3.4. Thermal Properties

Figure 8 shows the temperature dependency of the measured specific heat capacities of LC-YSZ composites. The specific heat capacities of the investigated LC-YSZ composites are in the range of 0.45–0.55 J/g·K and 0.8–1.1 J/g·K at temperatures of 20 and 1000 °C, respectively. As illustrated in Figure 8, all LC-YSZ composites show a similar behavior: the specific heat capacities increase as the temperature rises. Furthermore, the specific heat capacities of all compositions increase slightly from 20 °C up to 700 °C, followed by a rapid increase in specific heat capacities from 700 to 1000 °C. The specific-heat-capacity increase can be attributed to the volume increase and phonon excitation as the temperature increases [45]. Clearly, LC-50YSZ shows a higher specific heat capacity compared to other LC-YSZ composites. On the contrary, the lowest specific heat capacities were measured in the LC-40YSZ composite.

Figure 9 shows the temperature dependence of the thermal diffusivity of the LC-YSZ bulk samples measured in the temperature range of 20–1000 °C. As illustrated in Figure 9, the change in thermal diffusivity as the temperature increases is similar for all measured LC-YSZ samples. The thermal diffusivities of LC-YSZ composites at room temperature were in the range of 0.54–0.64 cm²·s⁻¹. Subsequently, the thermal diffusivities decreased with temperature up to 400 °C with values in the range of 0.47–0.52 cm²·s⁻¹, and then slightly increased up to 800 °C, achieving values in the range of 0.52–0.57 cm²·s⁻¹. Furthermore, a sudden decrease in the thermal diffusivities was observed at 900 °C, while at 1000 °C the thermal diffusivities increased again, except for the LC-50YSZ bulk.
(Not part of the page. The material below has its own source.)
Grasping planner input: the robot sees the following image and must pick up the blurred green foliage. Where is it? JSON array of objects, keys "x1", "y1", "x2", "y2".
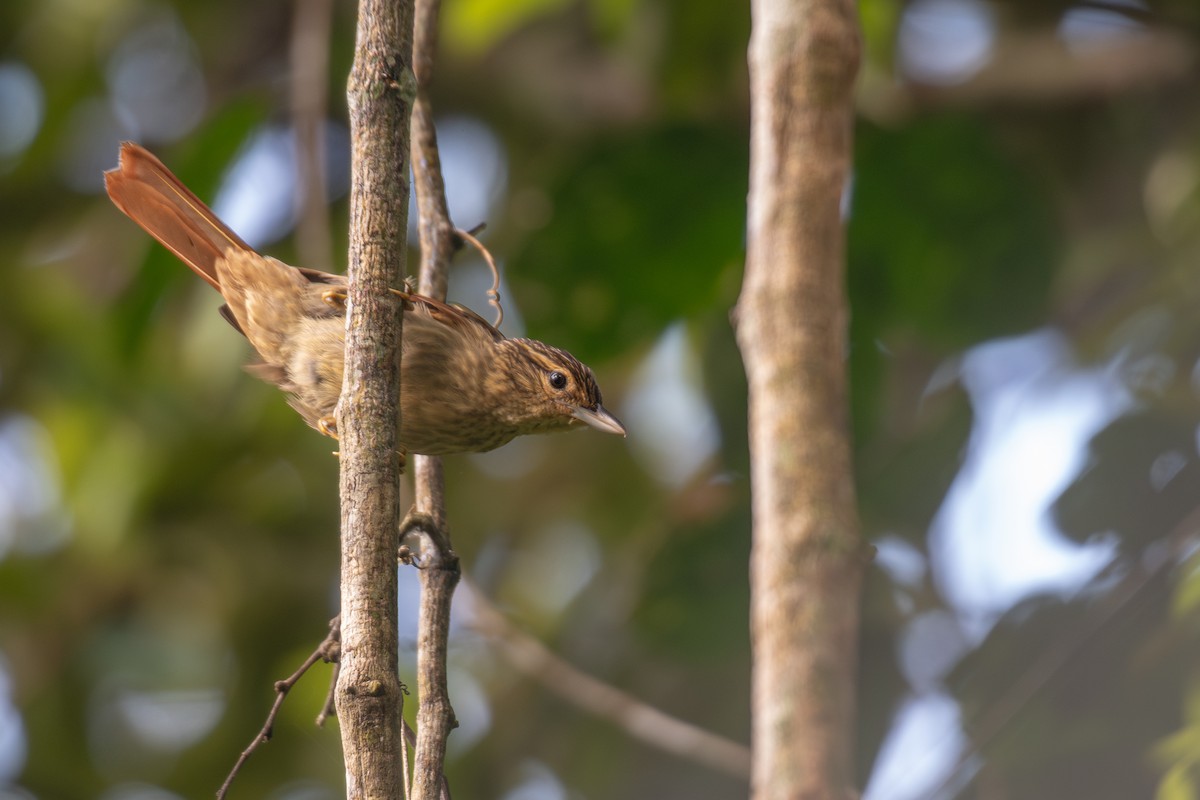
[{"x1": 0, "y1": 0, "x2": 1200, "y2": 800}]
The measured values of thermal diffusivities at 1000 °C were in the range of 0.5–0.6 cm²·s⁻¹. The observed behavior can be attributed to the combination of lattice thermal conduction, radiative transport and/or disintegration of the graphite film.

The situation was different for the thermal conductivity, which was calculated for each composition from the measured values of the thermal diffusivity, specific heat, and bulk density according to Equation (2). The calculated thermal conductivities for the LC-YSZ composites as a function of temperature are shown in Figure 10. A similar trend of thermal conductivities to those of the specific heat capacities was observed for all LC-YSZ composites except for the LC-40YSZ sample. The thermal conductivities of the LC-50YSZ, LC-60YSZ and LC-70YSZ bulks gradually increased with increasing temperatures from 20 °C to 1000 °C. However, the thermal conductivity of LC-40YSZ slowly decreased with temperature up to 400 °C, and then increased as the temperature rose to 1000 °C. This is a rather unusual trend and is not consistent with the observations of thermal conductivity found by other authors [46,47,48] who report that the thermal conductivity of ceramic materials decreases with elevating temperature. LC-YSZ composites studied in this work are insulators, and thus the heat conduction is predominately by lattice vibrations or radiation. Since LC-YSZ composites are a heterogeneous material which may contain, e.g., residual porosity, the mentioned mechanism also contributes to the heat transfer. The most important factor influencing the thermal conductivity is phonon scattering. We assume that the presence of LC in LC-YSZ composites causes more serious lattice distortion, which provides more opportunities for phonon scattering. The phonons are also known to interact with lattice defects, grain boundaries, and other microstructure defects. Based on the XRD analysis, the crystal structure of the LC is a cubic defect fluorite structure. Many point defects introduced by La₂Ce₂O₇ lead to the relatively strong phonon–phonon scattering resulting in the reduced thermal conductivity in LC-YSZ composites.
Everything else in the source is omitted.